Apart from the bareboat class, the regatta is also open to a big fleet of
over thirty J24 racers and a spectacular 'big boats' racing division. Other
classes are cruising-racing, cruising, large multihulls and beachcats. The
organizers expect to welcome over 120 entries.
NOT SO HOT
Every day a number of issues of 'Butt are returned to the curmudgeon as
"undeliverable," but no ISP fails as often as the free Hotmail. Perhaps it
is true that you get what you pay for
Already struggling with a faulty canting keel and a broken satellite
antenna, PRB skipper Isabelle Autissier contacted her shore crew in France
last night via single-sideband radio (SSB) and reported she has a new problem.
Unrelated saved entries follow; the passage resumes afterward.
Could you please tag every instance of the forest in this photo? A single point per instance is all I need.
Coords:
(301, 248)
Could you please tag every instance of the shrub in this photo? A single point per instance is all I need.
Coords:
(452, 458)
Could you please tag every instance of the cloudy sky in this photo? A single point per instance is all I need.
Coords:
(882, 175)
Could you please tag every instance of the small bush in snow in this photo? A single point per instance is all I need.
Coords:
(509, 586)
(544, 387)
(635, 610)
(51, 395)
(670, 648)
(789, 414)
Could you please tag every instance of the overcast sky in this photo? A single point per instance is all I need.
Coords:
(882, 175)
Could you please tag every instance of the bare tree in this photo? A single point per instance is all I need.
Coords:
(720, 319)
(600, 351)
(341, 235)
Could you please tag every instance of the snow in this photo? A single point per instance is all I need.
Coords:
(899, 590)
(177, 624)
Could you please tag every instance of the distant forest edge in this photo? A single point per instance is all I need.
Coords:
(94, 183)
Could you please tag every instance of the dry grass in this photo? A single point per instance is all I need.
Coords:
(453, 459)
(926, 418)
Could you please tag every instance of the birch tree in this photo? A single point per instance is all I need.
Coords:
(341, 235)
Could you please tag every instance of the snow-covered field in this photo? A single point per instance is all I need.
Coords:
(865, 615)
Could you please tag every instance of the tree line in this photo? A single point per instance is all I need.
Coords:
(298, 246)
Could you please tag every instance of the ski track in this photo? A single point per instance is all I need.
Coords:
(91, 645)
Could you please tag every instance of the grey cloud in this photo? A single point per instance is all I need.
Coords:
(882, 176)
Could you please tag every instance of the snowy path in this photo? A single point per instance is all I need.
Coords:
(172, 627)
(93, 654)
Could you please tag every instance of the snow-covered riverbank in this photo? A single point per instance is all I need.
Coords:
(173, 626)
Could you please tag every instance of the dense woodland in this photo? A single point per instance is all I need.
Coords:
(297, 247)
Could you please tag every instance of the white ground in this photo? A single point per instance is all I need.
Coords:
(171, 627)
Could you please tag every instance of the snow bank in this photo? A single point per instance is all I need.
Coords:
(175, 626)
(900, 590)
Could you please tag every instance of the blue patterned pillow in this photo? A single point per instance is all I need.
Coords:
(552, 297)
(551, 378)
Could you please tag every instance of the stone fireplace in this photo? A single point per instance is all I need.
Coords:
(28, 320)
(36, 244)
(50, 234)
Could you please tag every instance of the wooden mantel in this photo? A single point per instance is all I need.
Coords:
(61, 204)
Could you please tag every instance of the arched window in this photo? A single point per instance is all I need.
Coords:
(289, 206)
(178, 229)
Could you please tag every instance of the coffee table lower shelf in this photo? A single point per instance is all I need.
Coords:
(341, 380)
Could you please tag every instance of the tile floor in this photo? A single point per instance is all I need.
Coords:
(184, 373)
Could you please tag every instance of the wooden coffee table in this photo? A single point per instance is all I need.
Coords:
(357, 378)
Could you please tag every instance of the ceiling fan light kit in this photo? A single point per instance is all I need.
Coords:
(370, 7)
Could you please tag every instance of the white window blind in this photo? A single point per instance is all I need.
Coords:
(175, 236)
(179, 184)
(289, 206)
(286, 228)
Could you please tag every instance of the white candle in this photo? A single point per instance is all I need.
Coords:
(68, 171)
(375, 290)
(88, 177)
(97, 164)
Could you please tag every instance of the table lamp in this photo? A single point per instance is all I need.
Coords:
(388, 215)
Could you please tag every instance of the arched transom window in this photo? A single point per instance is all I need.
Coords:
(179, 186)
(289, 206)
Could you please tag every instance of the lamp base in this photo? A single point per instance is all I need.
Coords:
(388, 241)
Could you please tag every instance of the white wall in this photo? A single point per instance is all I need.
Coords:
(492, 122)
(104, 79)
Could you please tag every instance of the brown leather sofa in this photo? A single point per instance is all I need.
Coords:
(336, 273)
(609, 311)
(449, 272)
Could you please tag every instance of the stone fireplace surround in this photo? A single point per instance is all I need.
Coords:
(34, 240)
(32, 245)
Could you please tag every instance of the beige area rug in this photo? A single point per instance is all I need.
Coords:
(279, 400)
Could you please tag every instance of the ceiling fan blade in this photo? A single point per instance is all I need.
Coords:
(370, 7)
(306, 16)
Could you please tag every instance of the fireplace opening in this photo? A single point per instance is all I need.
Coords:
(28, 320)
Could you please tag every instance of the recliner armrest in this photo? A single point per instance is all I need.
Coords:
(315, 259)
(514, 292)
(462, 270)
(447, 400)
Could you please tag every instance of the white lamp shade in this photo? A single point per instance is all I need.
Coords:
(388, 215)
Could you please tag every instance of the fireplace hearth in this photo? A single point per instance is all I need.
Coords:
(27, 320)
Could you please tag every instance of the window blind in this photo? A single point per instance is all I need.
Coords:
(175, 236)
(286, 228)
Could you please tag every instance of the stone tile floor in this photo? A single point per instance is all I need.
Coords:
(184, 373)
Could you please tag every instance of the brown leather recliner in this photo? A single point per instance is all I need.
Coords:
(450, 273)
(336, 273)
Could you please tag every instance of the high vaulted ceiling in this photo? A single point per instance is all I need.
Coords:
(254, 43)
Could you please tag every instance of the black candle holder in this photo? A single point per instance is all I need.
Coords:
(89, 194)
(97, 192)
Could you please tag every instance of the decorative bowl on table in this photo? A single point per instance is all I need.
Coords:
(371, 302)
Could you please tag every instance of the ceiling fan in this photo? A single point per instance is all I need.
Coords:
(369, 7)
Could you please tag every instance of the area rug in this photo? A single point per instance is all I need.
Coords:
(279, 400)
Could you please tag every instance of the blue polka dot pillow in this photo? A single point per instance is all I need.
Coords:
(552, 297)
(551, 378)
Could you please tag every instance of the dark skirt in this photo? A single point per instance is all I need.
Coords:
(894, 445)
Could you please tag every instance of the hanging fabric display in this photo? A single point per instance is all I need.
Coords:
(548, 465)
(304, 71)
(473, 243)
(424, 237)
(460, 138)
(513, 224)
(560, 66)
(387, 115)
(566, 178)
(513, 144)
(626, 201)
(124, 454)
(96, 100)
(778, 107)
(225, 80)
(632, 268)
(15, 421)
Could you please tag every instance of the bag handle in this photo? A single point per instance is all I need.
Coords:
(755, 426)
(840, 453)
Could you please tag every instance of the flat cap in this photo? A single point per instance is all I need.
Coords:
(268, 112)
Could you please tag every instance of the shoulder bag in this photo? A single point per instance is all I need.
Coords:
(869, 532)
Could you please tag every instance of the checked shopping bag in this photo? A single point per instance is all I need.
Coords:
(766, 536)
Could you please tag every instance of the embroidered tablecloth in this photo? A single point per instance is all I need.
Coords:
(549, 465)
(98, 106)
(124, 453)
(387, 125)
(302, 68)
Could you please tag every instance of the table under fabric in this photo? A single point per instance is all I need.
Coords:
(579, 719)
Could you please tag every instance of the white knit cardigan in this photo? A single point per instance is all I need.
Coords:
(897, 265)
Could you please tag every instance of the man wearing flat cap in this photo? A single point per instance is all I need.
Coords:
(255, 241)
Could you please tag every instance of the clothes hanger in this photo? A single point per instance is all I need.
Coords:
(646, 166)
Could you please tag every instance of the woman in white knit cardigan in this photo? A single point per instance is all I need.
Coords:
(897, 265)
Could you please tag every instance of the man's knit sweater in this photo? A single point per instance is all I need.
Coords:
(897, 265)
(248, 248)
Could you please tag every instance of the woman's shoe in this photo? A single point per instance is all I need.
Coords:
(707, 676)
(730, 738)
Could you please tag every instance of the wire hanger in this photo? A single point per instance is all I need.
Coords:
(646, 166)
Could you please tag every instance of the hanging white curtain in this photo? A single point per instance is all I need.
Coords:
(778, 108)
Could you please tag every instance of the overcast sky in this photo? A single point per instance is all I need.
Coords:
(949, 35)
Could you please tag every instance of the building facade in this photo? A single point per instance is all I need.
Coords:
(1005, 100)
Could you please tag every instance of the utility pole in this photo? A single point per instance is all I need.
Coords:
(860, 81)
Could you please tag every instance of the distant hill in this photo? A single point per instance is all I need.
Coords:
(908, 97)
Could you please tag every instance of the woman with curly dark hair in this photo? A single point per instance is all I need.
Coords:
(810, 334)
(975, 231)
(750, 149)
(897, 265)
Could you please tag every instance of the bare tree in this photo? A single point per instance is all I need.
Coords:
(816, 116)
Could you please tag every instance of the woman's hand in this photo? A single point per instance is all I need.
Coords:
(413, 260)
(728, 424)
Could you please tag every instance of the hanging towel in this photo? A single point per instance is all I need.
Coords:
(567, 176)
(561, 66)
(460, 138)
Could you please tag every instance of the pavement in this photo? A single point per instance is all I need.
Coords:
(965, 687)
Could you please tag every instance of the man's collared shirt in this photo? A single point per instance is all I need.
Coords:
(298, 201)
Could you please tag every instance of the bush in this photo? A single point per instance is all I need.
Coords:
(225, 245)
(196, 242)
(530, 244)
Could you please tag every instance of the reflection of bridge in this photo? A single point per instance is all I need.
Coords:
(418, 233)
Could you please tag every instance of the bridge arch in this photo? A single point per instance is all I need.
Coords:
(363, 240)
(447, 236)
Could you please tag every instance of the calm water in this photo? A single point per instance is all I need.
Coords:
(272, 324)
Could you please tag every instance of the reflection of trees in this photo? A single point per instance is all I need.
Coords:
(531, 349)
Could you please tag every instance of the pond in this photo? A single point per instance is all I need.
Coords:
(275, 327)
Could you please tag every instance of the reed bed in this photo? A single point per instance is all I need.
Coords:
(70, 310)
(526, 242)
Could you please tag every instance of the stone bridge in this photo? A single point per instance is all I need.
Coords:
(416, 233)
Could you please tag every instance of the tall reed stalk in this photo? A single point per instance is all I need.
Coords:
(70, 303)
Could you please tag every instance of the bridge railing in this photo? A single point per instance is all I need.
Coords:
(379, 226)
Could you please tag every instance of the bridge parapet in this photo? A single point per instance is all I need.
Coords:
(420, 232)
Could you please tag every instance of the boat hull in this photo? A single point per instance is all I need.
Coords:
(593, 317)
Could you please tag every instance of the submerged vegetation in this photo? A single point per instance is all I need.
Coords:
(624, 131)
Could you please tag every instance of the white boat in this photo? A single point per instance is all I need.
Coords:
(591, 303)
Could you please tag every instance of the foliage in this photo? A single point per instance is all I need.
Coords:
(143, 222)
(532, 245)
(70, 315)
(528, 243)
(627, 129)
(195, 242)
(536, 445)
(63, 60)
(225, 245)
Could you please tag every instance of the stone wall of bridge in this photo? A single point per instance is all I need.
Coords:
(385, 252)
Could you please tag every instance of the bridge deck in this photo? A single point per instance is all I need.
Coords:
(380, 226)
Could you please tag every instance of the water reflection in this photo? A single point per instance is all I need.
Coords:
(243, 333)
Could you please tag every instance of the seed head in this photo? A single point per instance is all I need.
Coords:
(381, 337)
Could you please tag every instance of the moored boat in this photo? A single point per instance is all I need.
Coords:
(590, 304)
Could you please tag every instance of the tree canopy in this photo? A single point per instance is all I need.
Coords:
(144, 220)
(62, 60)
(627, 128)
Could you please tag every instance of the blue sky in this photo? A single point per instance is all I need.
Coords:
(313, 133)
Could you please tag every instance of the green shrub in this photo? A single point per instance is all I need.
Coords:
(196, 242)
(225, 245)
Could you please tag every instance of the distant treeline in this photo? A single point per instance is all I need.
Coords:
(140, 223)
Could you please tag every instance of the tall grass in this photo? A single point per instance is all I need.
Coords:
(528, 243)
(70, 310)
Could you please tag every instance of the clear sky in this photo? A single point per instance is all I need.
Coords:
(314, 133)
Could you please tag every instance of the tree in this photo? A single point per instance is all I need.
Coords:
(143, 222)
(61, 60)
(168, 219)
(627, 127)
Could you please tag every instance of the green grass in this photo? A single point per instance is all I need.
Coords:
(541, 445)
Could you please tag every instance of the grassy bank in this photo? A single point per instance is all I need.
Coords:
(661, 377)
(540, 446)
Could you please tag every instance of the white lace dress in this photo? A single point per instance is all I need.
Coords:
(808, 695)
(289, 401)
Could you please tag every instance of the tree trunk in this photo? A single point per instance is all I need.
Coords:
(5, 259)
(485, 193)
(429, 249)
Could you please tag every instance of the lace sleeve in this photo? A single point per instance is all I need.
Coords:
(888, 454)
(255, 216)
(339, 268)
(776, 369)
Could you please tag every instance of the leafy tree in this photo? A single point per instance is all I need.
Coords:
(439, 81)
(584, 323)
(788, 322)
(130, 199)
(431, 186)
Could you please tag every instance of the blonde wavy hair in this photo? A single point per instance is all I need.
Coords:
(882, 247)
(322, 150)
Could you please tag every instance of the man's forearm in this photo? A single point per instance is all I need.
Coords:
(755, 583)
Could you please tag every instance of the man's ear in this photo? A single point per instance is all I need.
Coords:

"In a communication that was very weak and broken up," her shore crew
reported, "Isabelle alerted her team to the fact that her main sail track
had broken at the masthead. Forced to sail with a double-reefed mainsail,
Isabelle said she was 'heading north.'" Race Operations Center sources say
Autissier has her mainsail up, but with one reef in it. She can neither
raise nor lower the sail, however. She is expected to continue as far north
as 42 S in order to get into calm enough weather and seas to work on her
stuck mainsail. -- Stephen Pizzo, Quokka Sports Staff
Standings (distance to leader in parenthesis) CLASS I: 1. Soldini (0.0) 2.
Thiercelin (29.1) 3. Golding (90.8) 4. Autissier (198.5) CLASS II: 1.
Mouligne (0.0) 2. Garside (22.1) 3.Van Liew (402.0) 4. Yazykov (444.0)
Around Alone website: http://www.aroundalone.com
THE CURMUDGEON'S OBSERVAIONS
The only substitute for good manners is fast reflexes.